Do modo como saíra do gabinete da "alta personalidade" e como chegara à rua nunca Acaqui Acaquievich foi capaz de se recordar. Não podia fixar-se no que acontecera: jamais, em toda a sua vida, um general, e demais o vento e a neve fustigavam-no; seguia pelo meio da rua, com a boca aberta, perplexo; o vento soprava, soprava, como é habitual em Sampetersburgo soprar o vento nas quatro direções, de todas as encruzilhadas.
Em certo momento a garganta resfriou-se-lhe, começou a sentir os sintomas de uma angina e, quando chegou a casa, não tinha sequer forças para proferir uma palavra. Deitou-se na cama com o pescoço exageradamente inchado.
No dia seguinte sobreveio uma febre altíssima. Graças à magnânima ajuda do clima sampetersburguês, a enfermidade progrediu mais rapidamente do que poderia esperar-se, e quando chegou o doutor tomou-lhe o pulso e entendeu que devia limitar-se a receitar qualquer coisa para o enfermo não morrer sem o benéfico auxílio da medicina; quanto ao mais, declarou que não viveria além de dia e meio; dirigiu-se à patroa, dizendo: "E a senhora não perca tempo: mande vir um caixão de pinho, pois um de mogno é muito mais caro."
Não sabemos se Acaqui Acaquievich ouviu essas palavras proferidas acerca da sua sorte; e, no caso de as ter ouvido, não sabemos se foram susceptíveis de o emocionar, porquanto permaneceu constantemente no delírio da febre. Visionava sucessivos conjuntos de memórias e de fantasias: ia visitar Petrovich e encarregava-o de lhe fazer um capote, mas com uma defesa contra os ladrões, que lhe surgiam sem cessar por baixo da cama, e pedia à patroa que lhe trouxesse um deles preso e coberto com a manta; logo perguntava porque lhe traziam um capote velho, quando possuía um novo; depois julgava encontrar-se diante do general, ouvindo os seu insultos, e dizia: "Perdoe Vossa Excelência"; por último praguejava nos termos mais grosseiros, de tal modo que a velha hospedeira se benzia e persignava, pois nunca tinha ouvido sair da boca dele tais palavrões, tanto mais quanto essas palavras eram contraditórias com as que anteriormente proferira, e principalmente com a expressão "Vossa Excelência".

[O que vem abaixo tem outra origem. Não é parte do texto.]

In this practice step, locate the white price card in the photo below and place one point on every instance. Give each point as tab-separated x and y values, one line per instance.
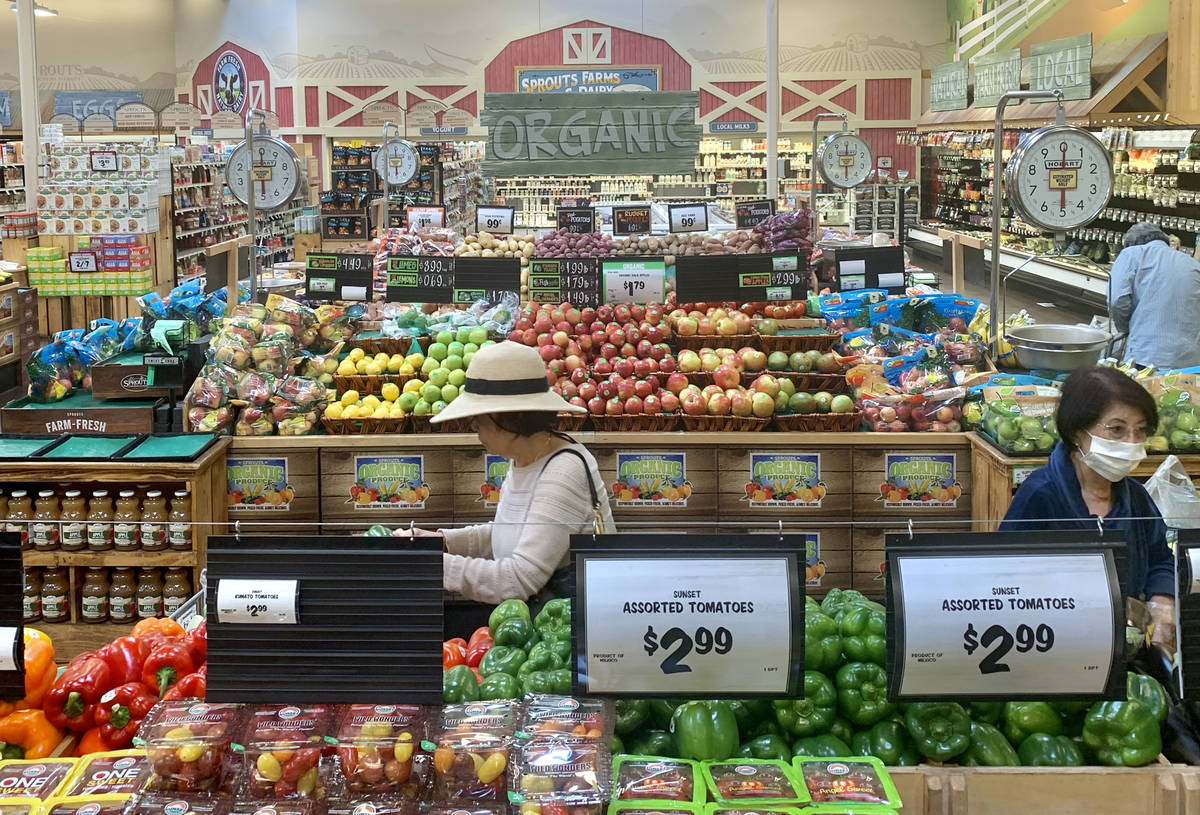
688	625
496	220
689	217
9	648
1018	625
258	601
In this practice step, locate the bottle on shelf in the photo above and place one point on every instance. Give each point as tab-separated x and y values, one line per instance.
149	593
55	595
94	595
100	522
179	523
154	522
123	592
75	528
43	531
126	531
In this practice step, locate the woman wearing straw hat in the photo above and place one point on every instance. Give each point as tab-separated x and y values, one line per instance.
552	491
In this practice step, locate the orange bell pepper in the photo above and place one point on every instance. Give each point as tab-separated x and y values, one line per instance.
40	672
30	732
160	625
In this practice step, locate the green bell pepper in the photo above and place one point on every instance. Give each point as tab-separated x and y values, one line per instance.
516	633
1023	719
653	742
863	634
985	712
1045	750
507	610
631	714
557	683
499	685
989	748
1147	690
502	659
814	713
541	658
459	684
1122	733
555	619
888	742
705	730
827	745
822	643
863	693
766	747
940	730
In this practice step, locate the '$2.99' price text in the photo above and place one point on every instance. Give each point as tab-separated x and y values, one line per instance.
679	645
1026	639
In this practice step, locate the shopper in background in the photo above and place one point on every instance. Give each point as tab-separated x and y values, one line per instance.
1103	419
552	490
1155	298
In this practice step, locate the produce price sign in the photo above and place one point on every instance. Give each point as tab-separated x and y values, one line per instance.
339	276
742	277
1001	616
571	280
451	280
654	616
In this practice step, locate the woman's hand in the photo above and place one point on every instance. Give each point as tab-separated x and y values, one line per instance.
1162	612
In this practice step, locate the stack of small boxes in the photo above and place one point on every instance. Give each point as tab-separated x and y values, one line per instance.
123	268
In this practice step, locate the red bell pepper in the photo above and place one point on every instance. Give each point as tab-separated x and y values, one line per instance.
120	713
454	652
71	701
193	684
197	641
167	664
125	657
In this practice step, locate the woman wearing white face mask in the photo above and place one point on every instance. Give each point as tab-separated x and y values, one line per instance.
1103	419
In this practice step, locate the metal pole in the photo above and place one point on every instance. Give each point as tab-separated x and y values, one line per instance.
813	161
30	112
997	201
773	100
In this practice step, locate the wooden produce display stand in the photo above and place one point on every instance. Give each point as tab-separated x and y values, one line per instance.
851	487
997	475
203	478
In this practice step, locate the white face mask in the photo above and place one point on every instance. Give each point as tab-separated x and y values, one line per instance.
1114	460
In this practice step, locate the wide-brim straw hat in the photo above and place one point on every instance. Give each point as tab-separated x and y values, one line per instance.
507	377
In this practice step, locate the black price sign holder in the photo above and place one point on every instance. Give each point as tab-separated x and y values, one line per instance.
366	628
340	276
742	277
631	220
1006	615
451	280
693	617
577	220
570	280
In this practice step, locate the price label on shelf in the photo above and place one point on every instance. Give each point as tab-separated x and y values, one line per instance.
689	217
1013	625
496	220
82	262
258	601
690	625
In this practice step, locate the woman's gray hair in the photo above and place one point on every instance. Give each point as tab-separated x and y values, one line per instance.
1144	233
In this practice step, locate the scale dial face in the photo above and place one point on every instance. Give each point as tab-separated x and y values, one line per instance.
1059	178
275	169
845	160
397	162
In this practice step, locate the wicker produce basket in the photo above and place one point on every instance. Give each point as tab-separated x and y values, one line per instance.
363	426
370	384
659	423
724	424
820	423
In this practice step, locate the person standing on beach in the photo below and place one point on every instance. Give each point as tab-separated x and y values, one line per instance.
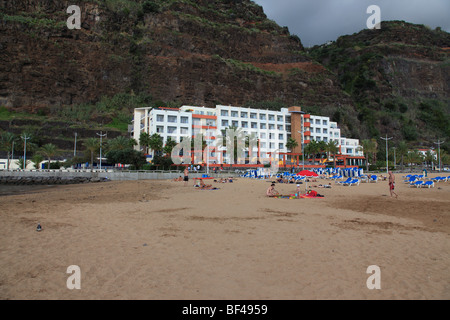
186	176
392	184
271	192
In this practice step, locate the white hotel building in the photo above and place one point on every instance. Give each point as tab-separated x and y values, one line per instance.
272	128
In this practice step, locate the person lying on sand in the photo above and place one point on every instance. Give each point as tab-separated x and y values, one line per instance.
203	185
271	192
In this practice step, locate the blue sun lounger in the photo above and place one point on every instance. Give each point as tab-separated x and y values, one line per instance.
416	184
428	184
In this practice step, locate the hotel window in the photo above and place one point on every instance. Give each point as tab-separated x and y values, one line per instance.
184	120
211	123
171	129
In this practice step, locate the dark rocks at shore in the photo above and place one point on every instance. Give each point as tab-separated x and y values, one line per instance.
15	180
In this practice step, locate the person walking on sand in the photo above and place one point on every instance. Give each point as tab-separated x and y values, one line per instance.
271	192
186	176
392	184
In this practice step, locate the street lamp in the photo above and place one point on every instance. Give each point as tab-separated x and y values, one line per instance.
439	142
395	160
207	152
75	146
101	136
387	158
303	147
25	138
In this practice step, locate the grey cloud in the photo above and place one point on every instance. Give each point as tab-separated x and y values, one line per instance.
319	21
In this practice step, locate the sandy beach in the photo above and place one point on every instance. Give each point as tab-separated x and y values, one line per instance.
160	240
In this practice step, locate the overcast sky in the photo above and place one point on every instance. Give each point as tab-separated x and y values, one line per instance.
319	21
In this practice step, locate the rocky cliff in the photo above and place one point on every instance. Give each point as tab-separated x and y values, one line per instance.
399	78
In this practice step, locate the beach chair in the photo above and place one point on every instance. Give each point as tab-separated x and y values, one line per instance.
428	184
416	184
346	182
411	179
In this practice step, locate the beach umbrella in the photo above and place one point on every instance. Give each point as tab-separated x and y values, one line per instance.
307	173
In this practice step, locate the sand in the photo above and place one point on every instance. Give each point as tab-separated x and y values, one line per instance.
158	240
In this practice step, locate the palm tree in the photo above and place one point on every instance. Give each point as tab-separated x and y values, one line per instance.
92	145
291	144
332	148
428	158
413	157
374	149
37	159
144	141
402	151
156	143
7	141
121	143
366	146
170	144
48	150
322	147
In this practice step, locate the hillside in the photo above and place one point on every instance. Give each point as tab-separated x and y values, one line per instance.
399	78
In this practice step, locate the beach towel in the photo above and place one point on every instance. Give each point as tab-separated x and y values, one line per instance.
311	194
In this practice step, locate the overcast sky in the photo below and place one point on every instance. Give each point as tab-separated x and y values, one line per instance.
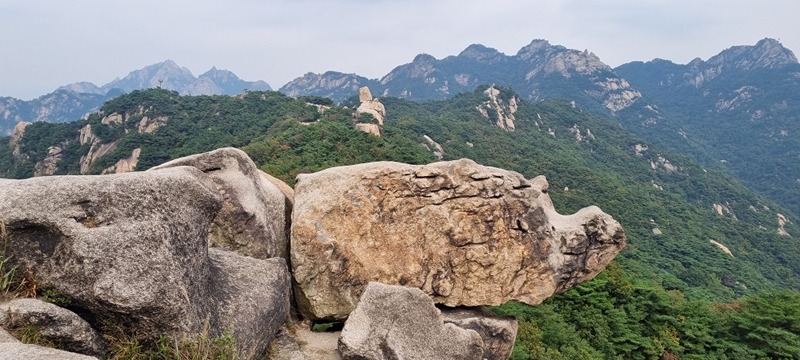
46	44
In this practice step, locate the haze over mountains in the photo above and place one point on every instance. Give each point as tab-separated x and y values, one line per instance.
737	110
73	101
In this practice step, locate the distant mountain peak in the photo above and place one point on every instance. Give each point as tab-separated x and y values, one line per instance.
480	53
423	59
766	54
536	46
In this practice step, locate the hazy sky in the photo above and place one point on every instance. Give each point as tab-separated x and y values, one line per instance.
45	44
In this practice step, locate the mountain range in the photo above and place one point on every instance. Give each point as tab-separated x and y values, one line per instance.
73	101
709	263
737	110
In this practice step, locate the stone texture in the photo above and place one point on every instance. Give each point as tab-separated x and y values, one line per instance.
6	337
131	251
372	129
250	298
497	332
131	244
58	325
286	347
49	165
125	165
370	106
253	217
20	351
396	322
463	233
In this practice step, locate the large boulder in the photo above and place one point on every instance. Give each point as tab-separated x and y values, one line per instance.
253	218
250	299
132	244
62	327
466	234
396	322
131	252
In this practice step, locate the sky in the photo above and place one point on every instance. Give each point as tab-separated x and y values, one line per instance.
48	43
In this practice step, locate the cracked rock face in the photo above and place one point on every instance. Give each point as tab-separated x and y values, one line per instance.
465	234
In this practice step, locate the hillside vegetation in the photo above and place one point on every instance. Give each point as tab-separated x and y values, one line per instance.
671	294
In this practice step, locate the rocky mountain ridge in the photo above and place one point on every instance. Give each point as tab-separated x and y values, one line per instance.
221	274
738	110
74	101
538	70
671	206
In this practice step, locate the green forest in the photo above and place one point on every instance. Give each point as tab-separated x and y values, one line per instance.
671	294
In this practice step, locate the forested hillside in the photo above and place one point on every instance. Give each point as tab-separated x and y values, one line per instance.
706	273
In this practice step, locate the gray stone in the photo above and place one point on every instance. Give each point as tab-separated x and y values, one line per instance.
6	337
396	322
285	347
128	248
253	218
497	332
251	298
20	351
58	325
466	234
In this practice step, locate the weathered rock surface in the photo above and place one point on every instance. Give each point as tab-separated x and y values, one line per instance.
132	244
502	112
132	250
250	298
20	351
253	218
463	233
6	337
370	106
497	332
58	325
285	347
396	322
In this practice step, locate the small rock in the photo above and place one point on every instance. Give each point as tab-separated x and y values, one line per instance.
58	325
396	322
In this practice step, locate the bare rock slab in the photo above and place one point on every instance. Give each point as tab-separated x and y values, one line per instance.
131	251
132	244
253	219
250	299
465	234
396	322
58	325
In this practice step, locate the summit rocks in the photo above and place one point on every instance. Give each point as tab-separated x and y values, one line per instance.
463	233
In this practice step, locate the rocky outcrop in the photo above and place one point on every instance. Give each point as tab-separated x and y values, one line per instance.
372	129
125	165
782	225
497	110
722	247
65	329
370	106
497	332
395	322
16	136
463	233
437	149
250	299
131	251
149	126
49	165
253	218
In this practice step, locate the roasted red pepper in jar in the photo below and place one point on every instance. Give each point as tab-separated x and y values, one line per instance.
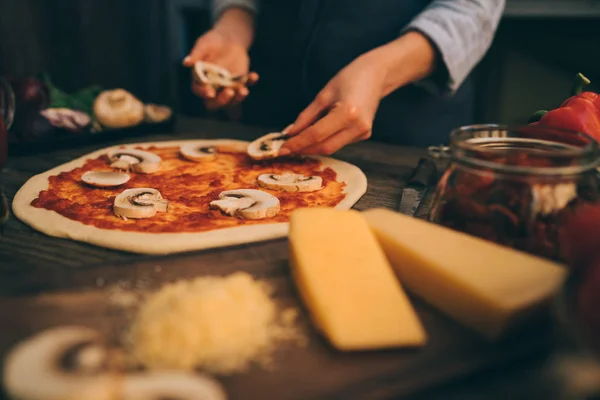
580	112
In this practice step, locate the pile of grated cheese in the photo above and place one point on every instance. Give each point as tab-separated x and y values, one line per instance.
218	324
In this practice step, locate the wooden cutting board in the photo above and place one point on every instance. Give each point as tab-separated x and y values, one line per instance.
87	296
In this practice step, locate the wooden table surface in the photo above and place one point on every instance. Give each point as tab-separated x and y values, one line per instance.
46	281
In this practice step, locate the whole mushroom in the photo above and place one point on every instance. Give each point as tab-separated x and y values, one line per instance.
247	203
155	113
118	109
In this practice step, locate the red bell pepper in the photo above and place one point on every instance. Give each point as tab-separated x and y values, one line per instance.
580	112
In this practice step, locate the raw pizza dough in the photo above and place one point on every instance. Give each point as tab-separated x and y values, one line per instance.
54	224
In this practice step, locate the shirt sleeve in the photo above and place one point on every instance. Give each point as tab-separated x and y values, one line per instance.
462	31
218	6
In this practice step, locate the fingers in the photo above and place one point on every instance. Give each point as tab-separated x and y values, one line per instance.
252	78
311	113
240	95
337	141
220	100
336	120
202	90
198	52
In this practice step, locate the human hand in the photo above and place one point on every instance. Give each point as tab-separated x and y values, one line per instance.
229	49
342	112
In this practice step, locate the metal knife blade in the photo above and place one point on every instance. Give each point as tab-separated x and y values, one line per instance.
416	187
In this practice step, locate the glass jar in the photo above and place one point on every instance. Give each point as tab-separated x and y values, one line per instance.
7	112
510	185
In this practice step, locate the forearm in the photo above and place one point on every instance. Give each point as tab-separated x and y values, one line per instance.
461	31
407	59
235	18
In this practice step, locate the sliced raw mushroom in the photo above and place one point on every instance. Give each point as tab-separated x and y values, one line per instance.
118	109
49	366
195	152
216	76
155	113
172	386
290	182
105	178
139	203
136	160
247	204
267	146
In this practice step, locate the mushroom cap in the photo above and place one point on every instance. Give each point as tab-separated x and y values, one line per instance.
267	146
196	152
134	159
290	182
155	113
72	120
139	203
247	203
118	108
172	385
34	369
105	178
212	74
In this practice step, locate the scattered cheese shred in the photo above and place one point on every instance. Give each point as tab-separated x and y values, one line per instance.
218	324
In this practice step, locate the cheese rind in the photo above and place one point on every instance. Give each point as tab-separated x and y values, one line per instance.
347	283
485	286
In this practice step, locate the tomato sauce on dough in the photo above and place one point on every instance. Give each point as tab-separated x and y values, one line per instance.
190	187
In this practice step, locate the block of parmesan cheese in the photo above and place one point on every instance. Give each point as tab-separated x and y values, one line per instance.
347	283
485	286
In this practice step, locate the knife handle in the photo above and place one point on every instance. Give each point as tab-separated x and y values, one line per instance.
424	173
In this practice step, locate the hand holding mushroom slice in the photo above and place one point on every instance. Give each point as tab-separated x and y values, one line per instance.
105	178
247	203
137	160
267	146
195	152
118	109
216	76
139	203
291	182
172	385
46	367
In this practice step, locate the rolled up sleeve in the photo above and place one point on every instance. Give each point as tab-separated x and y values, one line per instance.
462	31
218	6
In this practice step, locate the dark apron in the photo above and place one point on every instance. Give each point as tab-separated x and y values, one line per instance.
301	44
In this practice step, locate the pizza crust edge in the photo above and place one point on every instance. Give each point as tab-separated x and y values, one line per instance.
56	225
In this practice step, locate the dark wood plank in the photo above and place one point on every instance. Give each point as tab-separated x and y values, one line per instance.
315	372
384	165
46	282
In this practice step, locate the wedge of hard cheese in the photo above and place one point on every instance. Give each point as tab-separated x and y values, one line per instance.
347	283
487	287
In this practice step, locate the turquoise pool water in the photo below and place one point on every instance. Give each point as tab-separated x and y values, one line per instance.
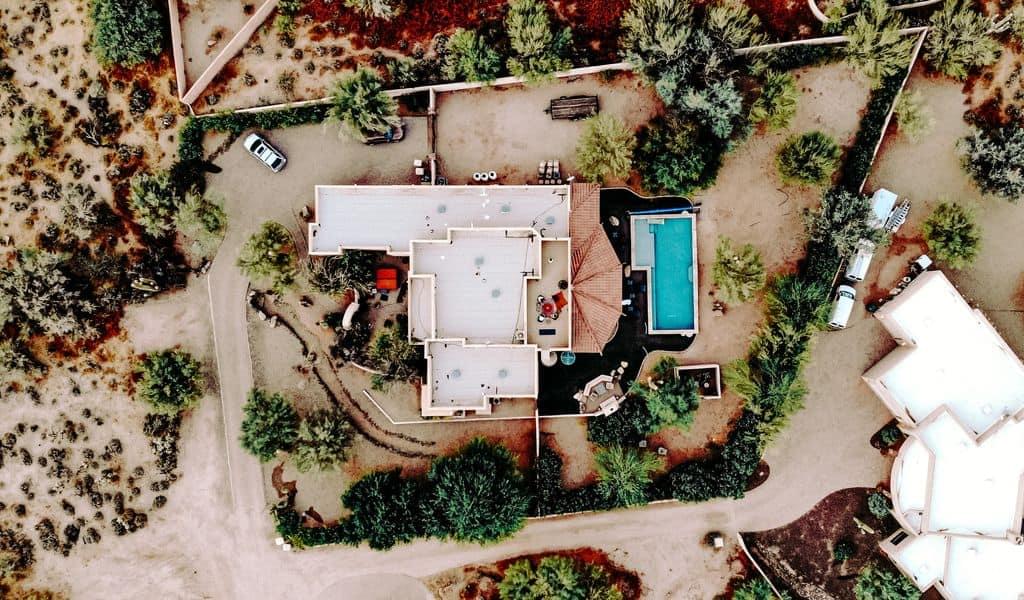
666	245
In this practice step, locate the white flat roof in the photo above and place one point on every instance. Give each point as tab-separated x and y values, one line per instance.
468	376
957	359
389	217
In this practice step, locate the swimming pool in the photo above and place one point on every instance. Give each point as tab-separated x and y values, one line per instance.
665	246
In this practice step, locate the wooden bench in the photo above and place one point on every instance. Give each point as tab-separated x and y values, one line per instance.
573	108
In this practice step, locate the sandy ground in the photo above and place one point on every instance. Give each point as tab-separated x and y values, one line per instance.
506	130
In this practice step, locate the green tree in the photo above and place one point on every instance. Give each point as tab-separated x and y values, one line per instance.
155	201
471	56
361	106
126	32
384	509
171	381
738	272
876	46
323	441
477	495
842	221
676	157
776	104
556	577
624	474
952	234
994	159
811	159
385	9
672	400
883	583
352	269
538	50
960	40
202	219
269	424
605	148
913	117
269	254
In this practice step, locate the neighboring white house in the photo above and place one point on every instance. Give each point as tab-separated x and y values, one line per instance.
957	483
497	275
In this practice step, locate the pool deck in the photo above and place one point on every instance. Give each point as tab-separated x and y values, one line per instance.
643	259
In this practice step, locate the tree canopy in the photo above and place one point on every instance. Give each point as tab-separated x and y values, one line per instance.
477	495
125	32
269	424
360	105
170	381
605	148
952	234
269	254
737	272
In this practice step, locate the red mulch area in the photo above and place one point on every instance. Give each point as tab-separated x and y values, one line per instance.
800	555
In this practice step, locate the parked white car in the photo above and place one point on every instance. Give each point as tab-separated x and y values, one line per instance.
266	154
842	307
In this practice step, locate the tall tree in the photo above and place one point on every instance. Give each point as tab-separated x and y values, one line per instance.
952	234
738	272
360	105
126	32
269	424
605	148
269	254
171	381
625	474
538	49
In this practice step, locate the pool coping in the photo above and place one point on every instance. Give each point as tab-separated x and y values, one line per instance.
647	269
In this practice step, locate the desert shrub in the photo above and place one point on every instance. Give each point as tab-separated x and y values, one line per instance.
632	423
811	159
737	272
538	49
884	583
605	148
476	495
776	103
80	210
41	292
360	105
126	32
352	269
844	550
202	219
391	353
842	221
960	40
384	509
879	505
755	589
323	441
952	234
556	576
269	424
154	200
913	117
994	159
624	474
385	9
269	254
677	157
671	400
471	56
170	381
34	131
875	46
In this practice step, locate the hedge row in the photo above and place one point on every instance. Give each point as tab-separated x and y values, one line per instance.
190	137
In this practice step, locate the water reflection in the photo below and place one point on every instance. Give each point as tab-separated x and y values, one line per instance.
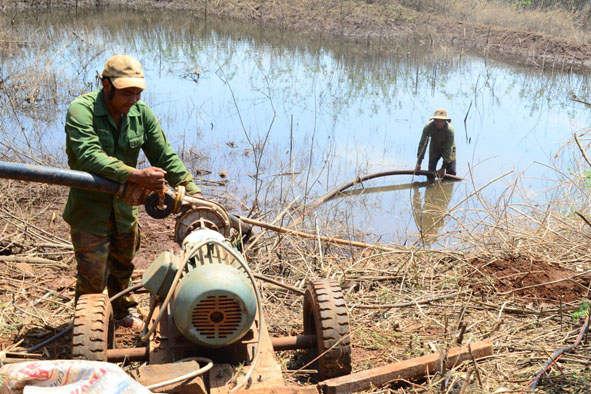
430	209
288	116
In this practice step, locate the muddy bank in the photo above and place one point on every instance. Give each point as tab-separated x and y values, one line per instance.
384	22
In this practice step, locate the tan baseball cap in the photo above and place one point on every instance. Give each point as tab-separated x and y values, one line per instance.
125	72
440	114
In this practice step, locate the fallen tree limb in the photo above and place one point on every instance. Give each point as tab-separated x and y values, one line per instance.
406	304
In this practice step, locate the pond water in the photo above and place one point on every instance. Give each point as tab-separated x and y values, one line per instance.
290	116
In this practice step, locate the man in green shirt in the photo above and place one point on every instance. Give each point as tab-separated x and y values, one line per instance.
441	146
105	131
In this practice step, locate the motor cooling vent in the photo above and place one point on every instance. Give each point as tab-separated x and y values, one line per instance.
217	317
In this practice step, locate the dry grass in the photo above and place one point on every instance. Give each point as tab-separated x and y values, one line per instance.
526	321
387	293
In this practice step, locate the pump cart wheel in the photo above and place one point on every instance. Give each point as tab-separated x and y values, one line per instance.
325	315
93	331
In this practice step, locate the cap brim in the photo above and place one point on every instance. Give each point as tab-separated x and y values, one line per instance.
123	83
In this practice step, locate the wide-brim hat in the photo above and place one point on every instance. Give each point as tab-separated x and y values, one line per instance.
124	71
440	114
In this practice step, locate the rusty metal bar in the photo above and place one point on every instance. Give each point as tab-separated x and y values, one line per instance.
404	370
131	354
294	343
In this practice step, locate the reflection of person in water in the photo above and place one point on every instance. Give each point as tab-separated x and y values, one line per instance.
429	216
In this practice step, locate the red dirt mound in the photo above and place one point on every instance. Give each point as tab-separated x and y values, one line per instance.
529	280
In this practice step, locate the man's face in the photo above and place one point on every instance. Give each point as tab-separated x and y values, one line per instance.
439	123
121	100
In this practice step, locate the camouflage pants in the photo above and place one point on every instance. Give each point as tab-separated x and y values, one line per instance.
106	262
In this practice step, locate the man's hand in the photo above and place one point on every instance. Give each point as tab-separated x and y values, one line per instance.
151	178
135	194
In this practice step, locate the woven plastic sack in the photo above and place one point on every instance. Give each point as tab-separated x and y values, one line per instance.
67	377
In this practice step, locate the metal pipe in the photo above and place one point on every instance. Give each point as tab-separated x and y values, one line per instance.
131	354
58	176
294	343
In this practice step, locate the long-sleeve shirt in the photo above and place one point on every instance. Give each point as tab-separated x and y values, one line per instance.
442	142
95	145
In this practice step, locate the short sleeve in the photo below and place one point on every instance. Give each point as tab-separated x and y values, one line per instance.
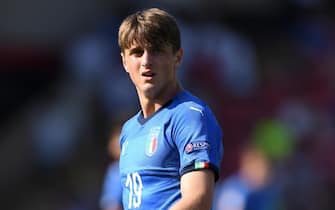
199	140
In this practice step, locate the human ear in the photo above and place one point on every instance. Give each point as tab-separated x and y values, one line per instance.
124	63
179	56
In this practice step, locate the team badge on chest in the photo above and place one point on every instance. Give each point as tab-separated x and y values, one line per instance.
152	141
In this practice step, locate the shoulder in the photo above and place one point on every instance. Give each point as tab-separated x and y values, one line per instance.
187	105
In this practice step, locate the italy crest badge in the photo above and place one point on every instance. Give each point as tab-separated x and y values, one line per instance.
152	142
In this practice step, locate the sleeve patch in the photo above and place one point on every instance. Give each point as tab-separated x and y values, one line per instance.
201	164
195	146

Começou depois a falar sem o mínimo sentido, de tal modo que era impossível perceber fosse o que fosse; só podia inferir-se que as expressões incoerentes dos seus pensamentos convergiam para um único e idêntico objetivo: o capote. Finalmente, o pobre Acaqui Acaquievich morreu. Não foi selada a habitação, nem coisa alguma arrolada; em primeiro lugar, porque não existiam sucessores, e, em segundo lugar, porque a sua herança era, realmente, muito pequena, a saber: um embrulhinho com penas de ganso, um livro de papel branco do usado nos ofícios, três pares de coturnos, dois ou três botões caídos das calças e o capote já nosso conhecido. Só Deus sabe para quem tudo isso ficou; supomos, aliás, que não interessa aos leitores este pormenor da nossa narrativa. Levaram Acaqui Acaquievich a enterrar. E Sampetersburgo ficou sem Acaqui Acaquievich, como se nunca ali tivesse existido.